EVITA

Pittoresk zwaaien met spandoeken

  • Datum 11-11-2010
  • Auteur
  • Gerelateerde Films EVITA
  • Regie
    Alan Parker
    Te zien vanaf
    01-01-1996
    Land
    Verenigde Staten/Engeland
  • Deel dit artikel

Evita (Madonna) zingt het volk toe vanaf het balkon van Casa Rosada

Zal het iemand ontgaan zijn? Evita is in aantocht. Begeleid door zeven boeken, twee cd’s en veel voorpubliciteit rond Madonna keert de musical terug als film.

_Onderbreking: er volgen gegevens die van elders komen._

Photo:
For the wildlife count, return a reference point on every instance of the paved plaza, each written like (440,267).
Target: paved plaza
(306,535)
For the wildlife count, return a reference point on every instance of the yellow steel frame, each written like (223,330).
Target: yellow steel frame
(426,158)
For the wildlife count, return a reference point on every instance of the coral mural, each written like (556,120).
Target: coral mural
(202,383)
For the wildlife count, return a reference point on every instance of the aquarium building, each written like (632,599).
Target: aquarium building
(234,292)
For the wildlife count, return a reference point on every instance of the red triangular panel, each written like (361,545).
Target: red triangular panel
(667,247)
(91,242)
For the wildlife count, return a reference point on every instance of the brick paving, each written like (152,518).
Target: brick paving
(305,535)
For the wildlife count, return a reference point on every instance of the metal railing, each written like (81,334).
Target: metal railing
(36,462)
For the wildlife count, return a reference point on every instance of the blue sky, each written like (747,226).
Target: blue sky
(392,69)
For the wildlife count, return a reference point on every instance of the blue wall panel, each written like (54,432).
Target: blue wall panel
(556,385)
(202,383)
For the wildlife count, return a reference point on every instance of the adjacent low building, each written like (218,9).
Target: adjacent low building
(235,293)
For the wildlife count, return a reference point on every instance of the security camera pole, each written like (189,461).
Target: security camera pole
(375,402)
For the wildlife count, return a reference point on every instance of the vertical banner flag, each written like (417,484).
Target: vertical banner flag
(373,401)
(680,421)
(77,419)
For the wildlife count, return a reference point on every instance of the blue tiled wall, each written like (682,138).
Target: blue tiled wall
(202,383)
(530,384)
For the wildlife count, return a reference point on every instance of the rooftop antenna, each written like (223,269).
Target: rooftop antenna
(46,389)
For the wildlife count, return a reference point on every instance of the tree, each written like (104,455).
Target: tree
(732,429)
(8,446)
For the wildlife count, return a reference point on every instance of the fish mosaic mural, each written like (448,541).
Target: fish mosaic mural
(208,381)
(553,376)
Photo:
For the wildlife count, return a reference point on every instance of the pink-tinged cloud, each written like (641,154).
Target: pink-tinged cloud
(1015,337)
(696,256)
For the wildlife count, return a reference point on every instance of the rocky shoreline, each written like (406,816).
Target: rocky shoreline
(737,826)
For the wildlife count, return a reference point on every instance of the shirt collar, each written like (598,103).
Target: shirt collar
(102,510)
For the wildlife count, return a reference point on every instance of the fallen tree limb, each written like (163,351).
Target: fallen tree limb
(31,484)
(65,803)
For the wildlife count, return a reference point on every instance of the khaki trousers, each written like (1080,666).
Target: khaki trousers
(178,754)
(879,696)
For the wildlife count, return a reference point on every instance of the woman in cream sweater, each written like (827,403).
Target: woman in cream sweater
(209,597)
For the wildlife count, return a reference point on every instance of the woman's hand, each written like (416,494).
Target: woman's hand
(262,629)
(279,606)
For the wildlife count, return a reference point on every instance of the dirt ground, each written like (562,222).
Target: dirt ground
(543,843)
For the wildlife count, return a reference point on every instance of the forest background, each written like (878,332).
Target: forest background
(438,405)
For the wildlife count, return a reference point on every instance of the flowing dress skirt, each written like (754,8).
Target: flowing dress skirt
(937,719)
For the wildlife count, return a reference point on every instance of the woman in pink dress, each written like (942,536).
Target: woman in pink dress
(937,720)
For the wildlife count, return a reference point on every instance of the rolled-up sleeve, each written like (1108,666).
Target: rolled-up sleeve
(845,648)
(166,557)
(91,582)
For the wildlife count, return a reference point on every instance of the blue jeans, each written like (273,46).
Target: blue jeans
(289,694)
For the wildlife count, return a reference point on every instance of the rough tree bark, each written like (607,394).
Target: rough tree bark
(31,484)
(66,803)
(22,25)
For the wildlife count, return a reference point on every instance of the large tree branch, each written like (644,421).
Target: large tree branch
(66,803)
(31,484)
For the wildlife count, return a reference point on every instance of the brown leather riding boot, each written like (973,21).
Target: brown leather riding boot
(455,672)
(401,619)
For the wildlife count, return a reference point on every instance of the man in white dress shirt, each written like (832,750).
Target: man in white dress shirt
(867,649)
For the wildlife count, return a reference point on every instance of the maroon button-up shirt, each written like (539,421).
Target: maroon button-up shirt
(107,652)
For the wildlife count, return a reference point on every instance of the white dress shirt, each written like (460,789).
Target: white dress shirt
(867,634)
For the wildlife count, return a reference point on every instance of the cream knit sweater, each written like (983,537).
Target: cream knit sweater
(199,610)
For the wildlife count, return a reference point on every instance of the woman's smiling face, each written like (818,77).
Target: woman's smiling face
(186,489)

Terug van nooit echt weggeweest, want de theaterversie van de musical uit 1978 wordt her en der nog steeds gespeeld. Maar nu is er de filmversie, en die is heel anders. In het theater is namelijk geen plaats voor vierduizend figuranten en is het niet zo prettig om continu met bombastische muziek te worden bestookt. In de bioscoop pakken we pas echt uit, bedachten de makers. Helaas.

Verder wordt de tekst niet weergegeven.